Case number reports are discouraged as they may violate the privacy of affected students, which in turn would discourage self-reporting from students who experience symptoms.
“To share personal medical information, individuals must trust that such information will be protected,” Tucker said.
To further protect information, each member of the College Student Support Team has completed training on adhering to the Health Insurance Portability and Accountability Act of 1996 (HIPAA). HIPAA is a federal law requiring the protection of individual patient health data. Maryville College’s policies on reporting and aiding affected students follow HIPAA guidelines closely to protect student privacy.
“Risk of exposure is associated with individuals who have tested positive or are presumed to be a ‘probable case’ as defined by state and federal guidance,” Tucker said. “Exposure includes any unmasked interactions with such individuals, for any period, as well as masked interactions of 15 minutes or more within 6 feet or less of distance.”
Tucker urges students who experience symptoms or possible exposure to email the report to [email protected]. To follow up, the Student Support Team will address severity of the situation and notify the student of their next steps in assessing the need testing, quarantine or isolation.

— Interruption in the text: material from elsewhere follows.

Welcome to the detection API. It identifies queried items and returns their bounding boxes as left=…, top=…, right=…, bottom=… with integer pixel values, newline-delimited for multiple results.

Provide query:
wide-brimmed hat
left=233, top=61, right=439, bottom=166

Both Lincoln and Tucker inform students that there are free COVID-19 testing options through the College, including self-test kits that can come back within 24 to 48 hours. Blount County Health Department also offers free testing from 8:30 a.m. to 12 p.m. on weekdays.
Lincoln said that the college is “executing a very robust sanitizing schedule” and setting specific guidelines in place to continue protecting the member of this community. She urges students to keep themselves and others responsible when it comes to social distancing, wearing masks, avoiding large groups, mindfulness in social interactions, sanitizing their hands.
On a hopeful and uplifting note, Lincoln expressed her confidence that Maryville College’s population is following the guidelines appropriately, which she attributed to the “strong community” and ability to cooperate well with each other.